Die beiden Forschungskonzepte hatten sich gegen sechs andere Bewerber in der finalen Runde durchgesetzt. Die sächsische Landesregierung sieht die Forschungsprojekte als „zentrale Säulen für den gelingenden Strukturwandel in den Braunkohlerevieren“ an.

Die Großforschungszentren sollen jeweils 1,2 Milliarden Euro erhalten, so sollen insgesamt bis zu 3.000 neue Arbeitsplätze entstehen.

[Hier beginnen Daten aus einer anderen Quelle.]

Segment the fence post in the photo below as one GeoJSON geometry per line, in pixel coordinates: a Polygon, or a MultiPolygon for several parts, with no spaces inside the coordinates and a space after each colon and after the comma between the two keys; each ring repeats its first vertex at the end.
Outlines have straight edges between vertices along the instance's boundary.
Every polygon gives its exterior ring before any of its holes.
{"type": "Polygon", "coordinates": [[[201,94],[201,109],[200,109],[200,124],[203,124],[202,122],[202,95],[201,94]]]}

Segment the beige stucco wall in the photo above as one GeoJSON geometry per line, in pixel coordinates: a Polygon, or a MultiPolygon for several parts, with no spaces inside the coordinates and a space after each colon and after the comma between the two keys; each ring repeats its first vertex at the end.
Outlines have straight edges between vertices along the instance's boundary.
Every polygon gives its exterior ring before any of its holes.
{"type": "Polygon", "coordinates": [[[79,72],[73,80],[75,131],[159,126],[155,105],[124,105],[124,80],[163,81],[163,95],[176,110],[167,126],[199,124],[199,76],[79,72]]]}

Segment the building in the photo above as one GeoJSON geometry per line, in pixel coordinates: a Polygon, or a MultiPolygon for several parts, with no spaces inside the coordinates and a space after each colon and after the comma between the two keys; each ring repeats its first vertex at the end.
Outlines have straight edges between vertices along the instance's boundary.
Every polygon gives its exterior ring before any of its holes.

Leihprojekt für Lastenräder verzeichnet viel Nachfrage

Worüber die LZ heute berichtet hat: über den heißen Wutwinter, über die Vorfälle am Rande der rechten Demonstration am Montag in Leipzig und über Einschränkungen im S-Bahnverkehr im Oktober zwischen Böhlen und Altenburg sowie Borna

Was heute außerdem wichtig war: Die Stadt Leipzig zieht für das im Juli gestartete Ausleihprojekt für Lastenräder eine positive Zwischenbilanz. Seit Mitte Juli konnten bereits 1.507 Ausleihen von 890 Personen registriert werden, was 20 Ausleihen pro Tag entspricht.

Rund 4.075 Stunden waren die 20 regulären Lastenräder, die neun Transporträder mit elektronischer Unterstützung sowie das Inklusionsrad verliehen. Vor allem im Zeitraum von 15 bis 18 Uhr sind die Fahrräder stark gefragt, in den frühen Morgenstunden, zwischen 5 und 6 Uhr, ist laut Stadt am wenigsten Leihbetrieb. Die beliebtesten Ausleihstationen sind bisher Südplatz und August-Bebel-Straße.

Das Leihprojekt in Kooperation mit der TINK GmbH läuft noch bis Anfang Dezember. Ende des Jahres sollen die Daten ausgewertet und ein möglicher Dauerbetrieb geprüft werden.

Was morgen passieren wird: Nach der Entscheidung für die zwei neuen Großforschungszentren in Sachsen wird die sächsische Regierung morgen im Rahmen einer Pressekonferenz 11:30 Uhr in der Sächsischen Staatskanzlei in Dresden die nächsten Schritte zur Umsetzung der Projekte erläutern.